Young cinematographers, artists find real work

Khushi Kadakia

High school is a time for students to explore their passions, but as the young photographers and cinematographers of CHS hone their artistic skills, their age presents numerous challenges.

Junior Ally Weitzman of Marlboro enjoys creating movies, but believes her age makes it more difficult for her to find actors.

“When I need to get actors sometimes it’s harder, because I’m a high school student. It sounds like it’s just for a school project when we’re really trying to be professional,” Weitzman said.

To combat this, Weitzman maintains a professional tone when discussing her film work.

“When I talk to adults about my film work, I show them what I’ve done, and I talk about how I planned and go over the details to show them that it wasn’t just a silly thing I shot on my phone last minute,” Weitzman said.

Film festivals are a popular and useful way for cinematographers to display their work. Weitzman, however, finds that it is difficult to get her work out to the world, because many film festivals require a fee to enter, limiting the amount of festivals she can submit her movies to.

“If you get in [to film festivals], it’s really fun and cool since you can be appreciated not just across New Jersey but across the country. The con is just that some cost money to submit to them, so if you don’t get in, it’s kind of a waste of money,” Weitzman said.

Senior Carly Drabeck of Oceanport has filmed PSAs for small companies for free in order to showcase her work.

“It’s good experience and looks good on resumes… The cons are just that it takes up a lot of your time and there’s really no monetary benefit,” Drabeck said.

While students run the risk of being scammed on a job, Drabeck finds that students can avoid this through experience.

“Before I take a job, I weed out who’s a scam and who’s not. Salowe’s told me, which people come to you and how they approach you, you can tell if they’re a scam or if they’re not,” Drabeck said.

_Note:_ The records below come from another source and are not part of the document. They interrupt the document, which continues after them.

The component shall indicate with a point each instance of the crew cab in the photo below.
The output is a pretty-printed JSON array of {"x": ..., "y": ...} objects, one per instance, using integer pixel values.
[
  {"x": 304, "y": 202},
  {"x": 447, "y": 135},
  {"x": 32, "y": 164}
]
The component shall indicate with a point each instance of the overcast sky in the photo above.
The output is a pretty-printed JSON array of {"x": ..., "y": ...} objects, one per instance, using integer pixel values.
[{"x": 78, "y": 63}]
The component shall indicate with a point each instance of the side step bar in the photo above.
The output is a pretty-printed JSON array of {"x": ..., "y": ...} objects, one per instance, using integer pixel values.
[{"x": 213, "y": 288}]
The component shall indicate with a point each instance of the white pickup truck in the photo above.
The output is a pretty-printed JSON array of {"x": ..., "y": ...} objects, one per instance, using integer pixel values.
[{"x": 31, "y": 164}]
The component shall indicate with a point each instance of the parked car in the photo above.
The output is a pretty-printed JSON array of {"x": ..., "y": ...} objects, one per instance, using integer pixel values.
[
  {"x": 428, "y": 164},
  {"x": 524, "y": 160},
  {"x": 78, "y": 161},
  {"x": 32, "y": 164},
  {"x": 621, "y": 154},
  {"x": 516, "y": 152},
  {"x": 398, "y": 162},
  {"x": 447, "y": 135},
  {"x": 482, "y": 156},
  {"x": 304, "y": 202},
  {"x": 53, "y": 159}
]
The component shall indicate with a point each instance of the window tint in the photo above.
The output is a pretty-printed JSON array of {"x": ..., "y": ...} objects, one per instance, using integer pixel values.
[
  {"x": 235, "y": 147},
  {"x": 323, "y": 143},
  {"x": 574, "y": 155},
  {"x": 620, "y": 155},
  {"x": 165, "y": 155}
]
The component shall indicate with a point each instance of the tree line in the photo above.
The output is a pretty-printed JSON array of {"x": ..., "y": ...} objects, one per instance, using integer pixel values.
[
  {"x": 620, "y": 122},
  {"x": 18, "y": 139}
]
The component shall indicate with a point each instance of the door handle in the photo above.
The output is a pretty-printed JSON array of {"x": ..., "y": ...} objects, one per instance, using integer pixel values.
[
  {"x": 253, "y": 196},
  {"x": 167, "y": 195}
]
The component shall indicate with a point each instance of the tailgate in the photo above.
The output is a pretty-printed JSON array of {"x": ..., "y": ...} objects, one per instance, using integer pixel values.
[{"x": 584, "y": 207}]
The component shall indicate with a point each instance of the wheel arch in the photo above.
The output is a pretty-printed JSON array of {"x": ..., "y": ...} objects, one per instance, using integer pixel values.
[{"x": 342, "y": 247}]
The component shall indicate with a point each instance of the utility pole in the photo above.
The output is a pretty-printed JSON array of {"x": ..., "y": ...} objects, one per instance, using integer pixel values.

Because of these restrictions, young photographers and cinematographers are utilizing social media as a medium for showcasing their work. Weitzman is planning on creating a Vimeo account. As a video sharing website, Vimeo allows filmmakers to upload their short films to the website for other people to watch.

“In the future, I will have my own Vimeo page. Actually, I will make one really soon,” Weitzman said.

Instagram, an app that allows users to share pictures and videos, is also used widely by young photographers and cinematographers, including junior Marissa Ho of Marlboro.

“Right now, I have a photography Instagram account @marissahophotography where I put all of my work from my journalistic photos from school or just artsy photos I take… one of the benefits is just getting your name out there and having people see your work,” Ho said.

While using Instagram can be beneficial for young photographers and cinematographers in sharing their work, Senior Grace Maloney of Middletown found that starting her page presented challenges.

“There are so many photographers on Instagram, it is kind of hard to stand out,” Maloney said.

Ho finds that using social media to showcase her work can be discouraging, as well.

“Some people critique your work and that sort of brings you down… When your photos don’t get as many likes or views as some other people… it doesn’t bring your confidence up,” Ho said.

Maloney finds that confidence is an issue young photographers and cinematographers struggle with, but believes that this should not intimidate young artists from practicing and gaining experience.

“I just feel less comfortable personally. That’s a struggle every artist has to get through at one point. I think there are definitely people out there who will look down on you for being younger… but the only way to gain experience is by doing and practicing, so you might as well keep going and be confident in yourself,” Maloney said.

Ho agrees that in the end, student photographers and cinematographers are not defined by their age but by their work.

“I’m sure people take work less seriously for anyone of younger age, but I think it really just depends on how good your work is and not how old you are,” Ho said.